Consider a simple Java application that prompts for a user’s name and counts the letters:
@Test
void tellsAshleyHeHasSixLettersInHisName() {
MockConsole console = new MockConsole("Ashley");
CliApp app = new CliApp(console);
app.run();
assertTrue(console.displayedMessageWas("Ashley has 6 letters"));
}
Alt text: Java unit test example for a console application, utilizing MockConsole to simulate user input and verify output messages.
To achieve this testability, a Console
interface is introduced as an Adapter for Java’s I/O functionalities, making it a Humble Object:
public interface Console {
String getName();
void displayMessage(String message);
}
public class MockConsole implements Console {
private String input;
private String message;
public MockConsole(String input) {
this.input = input;
}
@Override
public String getName() {
return input;
}
@Override
public void displayMessage(String message) {
this.message = message;
}
public boolean displayedMessageWas(String expectedMessage) {
return message.equals(expectedMessage);
}
}
Alt text: Java code snippet defining the Console interface and its MockConsole implementation, abstracting console I/O for testability.

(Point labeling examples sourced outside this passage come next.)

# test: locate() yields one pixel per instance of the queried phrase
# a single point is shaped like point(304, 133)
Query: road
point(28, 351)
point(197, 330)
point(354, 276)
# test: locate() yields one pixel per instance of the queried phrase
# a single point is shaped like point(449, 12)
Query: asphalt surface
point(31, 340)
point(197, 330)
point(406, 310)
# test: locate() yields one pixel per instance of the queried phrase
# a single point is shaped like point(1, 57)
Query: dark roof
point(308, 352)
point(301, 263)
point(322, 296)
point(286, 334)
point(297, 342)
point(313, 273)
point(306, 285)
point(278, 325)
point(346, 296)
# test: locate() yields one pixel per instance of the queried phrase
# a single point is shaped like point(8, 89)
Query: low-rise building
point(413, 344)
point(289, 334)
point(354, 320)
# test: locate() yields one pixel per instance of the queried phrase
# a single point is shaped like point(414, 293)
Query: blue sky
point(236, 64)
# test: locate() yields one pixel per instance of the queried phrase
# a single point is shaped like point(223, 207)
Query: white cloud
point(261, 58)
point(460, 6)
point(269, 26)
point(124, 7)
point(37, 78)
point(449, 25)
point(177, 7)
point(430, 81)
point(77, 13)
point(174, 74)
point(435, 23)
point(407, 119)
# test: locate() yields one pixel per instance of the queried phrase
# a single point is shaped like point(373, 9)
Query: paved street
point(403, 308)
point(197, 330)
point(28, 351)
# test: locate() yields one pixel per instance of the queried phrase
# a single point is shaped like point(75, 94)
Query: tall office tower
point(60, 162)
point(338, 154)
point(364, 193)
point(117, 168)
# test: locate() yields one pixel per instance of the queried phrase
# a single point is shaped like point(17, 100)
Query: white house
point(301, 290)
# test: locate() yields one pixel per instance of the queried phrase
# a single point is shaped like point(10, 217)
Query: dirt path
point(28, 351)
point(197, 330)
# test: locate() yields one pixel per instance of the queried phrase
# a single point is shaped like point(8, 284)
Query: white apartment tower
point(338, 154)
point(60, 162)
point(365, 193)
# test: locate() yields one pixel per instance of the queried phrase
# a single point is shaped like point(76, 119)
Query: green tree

The application logic, now decoupled from direct I/O operations, becomes:
public class CliApp {
private Console console;
public CliApp(Console console) {
this.console = console;
}
public void run() {
String name = console.getName();
int numberOfLetters = name.length();
console.displayMessage(String.format("Ashley has %d letters", numberOfLetters));
}
}
Alt text: Java CliApp code example demonstrating the use of the Console interface, decoupling application logic from concrete console implementations.
By using the Console
interface, the application logic is isolated from specific I/O libraries, resulting in more robust tests and greater flexibility. While this example is simple, the power of adapters becomes evident when dealing with more complex standard libraries like sockets, where abstraction can significantly simplify testing and improve code maintainability.
Key Takeaways for Boundary Case Coding
Mastering unit testing, particularly at code boundaries, is crucial for developers. Improving how we handle boundary code through unit testing enhances software quality significantly. By adopting the Adapter and Humble Object patterns, we design software that is inherently more testable, leading to reduced risk, increased flexibility, and lower costs of change. This approach not only improves the immediate quality of code but also contributes to the long-term maintainability and adaptability of software systems. Embracing these practices is essential for building robust and resilient applications that can stand the test of time and evolving requirements.